【本学研究者情報】
〇多元物質科学研究所 准教授 髙井(山下)千加
研究室ウェブサイト
【発表のポイント】
- 約20秒で、ナノメートルサイズ(以下、ナノ粒子。ナノは10億分の1)の粒子表面の"ちょっとした違い"を検出する方法を提案しました。
- 時間領域核磁気共鳴(TD-NMR)(注1)という、溶媒のプロトン緩和時間(注2)の変化割合によって粒子の分散媒との相性を分析できる手法を用いました。
- 緩和時間変化から、ナノ粒子表面に導入した官能基(注3)の"ちょっとした長さの違い"を見ることができました。
【概要】
私たちの身の回りでは化粧品や医薬品、塗料、電気製品など様々な用途にナノ粒子が使われています。しかしナノ粒子は凝集しやすいため、ナノ粒子が持つ機能性を最大限生かすためには、分散制御が必要です。凝集を防ぐポイントは、粒子の界面にあります。つまり、粒子界面の"ちょっとした違い"を知ることで、凝集を防ぐ方法がわかり、ナノ粒子の本来の特徴を生かした材料創製に繋がります。粒子界面の"ちょっとした違い"を知る方法は、多く報告されていますが、大掛かりな装置が必要なうえに時間がかかり、日々の品質管理手法として使うにはハードルが高いことが課題です。

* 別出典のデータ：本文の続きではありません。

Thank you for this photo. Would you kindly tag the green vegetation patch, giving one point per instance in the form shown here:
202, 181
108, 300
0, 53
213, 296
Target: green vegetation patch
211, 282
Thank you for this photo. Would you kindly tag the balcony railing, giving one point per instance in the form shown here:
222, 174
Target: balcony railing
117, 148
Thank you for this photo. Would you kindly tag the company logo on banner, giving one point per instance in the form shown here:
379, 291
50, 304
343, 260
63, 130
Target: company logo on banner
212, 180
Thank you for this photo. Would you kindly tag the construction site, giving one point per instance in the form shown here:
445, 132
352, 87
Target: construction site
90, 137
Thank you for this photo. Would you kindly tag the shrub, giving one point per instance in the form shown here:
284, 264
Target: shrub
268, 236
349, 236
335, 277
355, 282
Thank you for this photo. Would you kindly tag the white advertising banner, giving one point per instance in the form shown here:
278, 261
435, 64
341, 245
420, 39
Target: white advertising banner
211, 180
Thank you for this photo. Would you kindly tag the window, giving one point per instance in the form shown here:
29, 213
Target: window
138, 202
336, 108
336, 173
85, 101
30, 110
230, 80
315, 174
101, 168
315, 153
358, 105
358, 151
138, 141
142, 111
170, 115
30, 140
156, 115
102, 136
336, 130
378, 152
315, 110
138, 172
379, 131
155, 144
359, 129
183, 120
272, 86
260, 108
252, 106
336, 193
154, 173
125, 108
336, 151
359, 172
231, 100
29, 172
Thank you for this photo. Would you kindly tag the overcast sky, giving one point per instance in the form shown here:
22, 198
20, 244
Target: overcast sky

東北大学多元物質科学研究所の高井(山下)千加准教授らの研究グループは、時間領域核磁気共鳴(TD-NMR)を用いた分析手法により、ナノ粒子界面の僅かな違いを短時間で数値化することに成功しました。本評価法は試料の前処理が不要で、そのまま装置にセットすれば、約20秒で測定が完了します。
ナノテクノロジー技術は着実に進歩し、ナノ粒子をどのように利用し製品化につなげるかといった実用化に焦点が移行しています。実用化を推進させるためには、凝集状態の制御や構造制御技術などの技術開発が重要です。本研究成果は研究開発だけでなく、ナノ粒子からなる高機能材料品質管理での活躍など、ナノ粒子実用化の一助となると期待されます。
本研究成果は、2024年8月5日付けで科学誌Advanced Powder Technologyにオンライン掲載されました。
図1. 時間領域核磁気共鳴(TD-NMR)の概要
【用語解説】
注1. 時間領域核磁気共鳴(TD-NMR)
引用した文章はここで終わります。